[英]Java configuration for security constraints in a Spring REST application
I am building an application with Spring REST (without web.xml ). 我正在使用Spring REST(没有web.xml )构建应用程序。 REST calls are working fine but I need to add few security constraints which are easy to add through web.xml but as I am using Spring 4 without web.xml so I need help in adding the web.xml part through Java configuration.
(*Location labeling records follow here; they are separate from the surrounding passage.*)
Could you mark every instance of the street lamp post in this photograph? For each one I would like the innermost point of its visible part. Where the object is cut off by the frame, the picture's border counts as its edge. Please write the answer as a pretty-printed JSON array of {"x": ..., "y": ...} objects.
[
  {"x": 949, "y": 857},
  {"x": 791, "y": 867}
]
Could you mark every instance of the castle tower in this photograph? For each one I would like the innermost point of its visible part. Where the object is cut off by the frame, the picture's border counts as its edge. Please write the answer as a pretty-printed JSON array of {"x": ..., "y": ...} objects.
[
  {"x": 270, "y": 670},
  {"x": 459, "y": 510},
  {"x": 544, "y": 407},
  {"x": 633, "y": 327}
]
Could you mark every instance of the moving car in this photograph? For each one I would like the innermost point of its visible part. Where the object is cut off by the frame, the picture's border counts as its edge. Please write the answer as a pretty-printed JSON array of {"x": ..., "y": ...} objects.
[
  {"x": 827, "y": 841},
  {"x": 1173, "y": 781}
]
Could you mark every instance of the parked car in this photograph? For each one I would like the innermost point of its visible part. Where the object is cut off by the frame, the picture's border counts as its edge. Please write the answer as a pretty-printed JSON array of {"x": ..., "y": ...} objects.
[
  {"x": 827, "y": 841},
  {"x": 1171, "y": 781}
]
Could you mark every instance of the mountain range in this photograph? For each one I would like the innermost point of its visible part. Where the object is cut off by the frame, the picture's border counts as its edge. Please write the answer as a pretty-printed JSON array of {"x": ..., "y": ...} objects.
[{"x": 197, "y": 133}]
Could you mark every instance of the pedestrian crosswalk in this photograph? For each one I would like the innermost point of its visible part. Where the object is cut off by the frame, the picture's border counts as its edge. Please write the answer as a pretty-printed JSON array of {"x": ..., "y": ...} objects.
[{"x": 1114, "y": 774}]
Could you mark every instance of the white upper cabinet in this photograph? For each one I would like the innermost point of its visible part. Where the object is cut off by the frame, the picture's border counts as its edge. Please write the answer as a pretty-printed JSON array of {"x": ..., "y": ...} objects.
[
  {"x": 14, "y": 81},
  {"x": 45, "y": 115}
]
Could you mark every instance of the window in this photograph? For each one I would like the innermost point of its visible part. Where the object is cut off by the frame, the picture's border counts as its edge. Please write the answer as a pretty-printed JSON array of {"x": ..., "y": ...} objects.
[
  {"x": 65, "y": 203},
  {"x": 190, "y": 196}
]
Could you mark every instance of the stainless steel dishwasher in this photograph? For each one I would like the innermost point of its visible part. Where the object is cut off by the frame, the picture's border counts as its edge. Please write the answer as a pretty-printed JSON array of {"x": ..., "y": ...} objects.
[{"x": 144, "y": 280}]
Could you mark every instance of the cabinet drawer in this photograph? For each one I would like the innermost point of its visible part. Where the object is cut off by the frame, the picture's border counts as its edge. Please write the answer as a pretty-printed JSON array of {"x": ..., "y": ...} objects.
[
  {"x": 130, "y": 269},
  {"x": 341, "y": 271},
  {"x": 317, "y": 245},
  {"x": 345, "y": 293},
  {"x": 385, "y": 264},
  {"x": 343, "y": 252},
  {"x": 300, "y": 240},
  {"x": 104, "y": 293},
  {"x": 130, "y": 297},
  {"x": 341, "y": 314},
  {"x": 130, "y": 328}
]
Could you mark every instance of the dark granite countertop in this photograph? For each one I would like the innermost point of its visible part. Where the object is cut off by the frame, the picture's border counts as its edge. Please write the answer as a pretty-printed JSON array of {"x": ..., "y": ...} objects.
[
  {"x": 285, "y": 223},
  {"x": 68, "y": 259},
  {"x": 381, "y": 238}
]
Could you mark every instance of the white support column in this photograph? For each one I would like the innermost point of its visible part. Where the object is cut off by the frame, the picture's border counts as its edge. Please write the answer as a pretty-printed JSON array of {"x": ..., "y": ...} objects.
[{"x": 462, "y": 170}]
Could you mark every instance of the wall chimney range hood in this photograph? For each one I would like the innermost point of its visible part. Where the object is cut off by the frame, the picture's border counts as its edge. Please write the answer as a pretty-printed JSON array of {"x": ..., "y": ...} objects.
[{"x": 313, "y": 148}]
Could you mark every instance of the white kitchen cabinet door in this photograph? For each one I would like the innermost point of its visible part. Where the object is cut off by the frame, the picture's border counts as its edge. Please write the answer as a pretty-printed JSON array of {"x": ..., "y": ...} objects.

REST调用工作正常,但我需要添加一些安全约束,这些约束很容易通过web.xml添加,但因为我使用没有web.xml的 Spring 4所以我需要帮助通过Java配置添加web.xml部分。
My web.xml : 我的web.xml :
<security-role>
<role-name>all</role-name>
</security-role>
<security-constraint>
<web-resource-collection>
<web-resource-name>test</web-resource-name>
<url-pattern>/*</url-pattern>
</web-resource-collection>
<auth-constraint>
<role-name>all</role-name>
</auth-constraint>
</security-constraint>
I need help in configuring this web.xml through Java configuration. 我需要帮助通过Java配置配置此web.xml 。 Probably this can be added through Spring Security but not sure how to that.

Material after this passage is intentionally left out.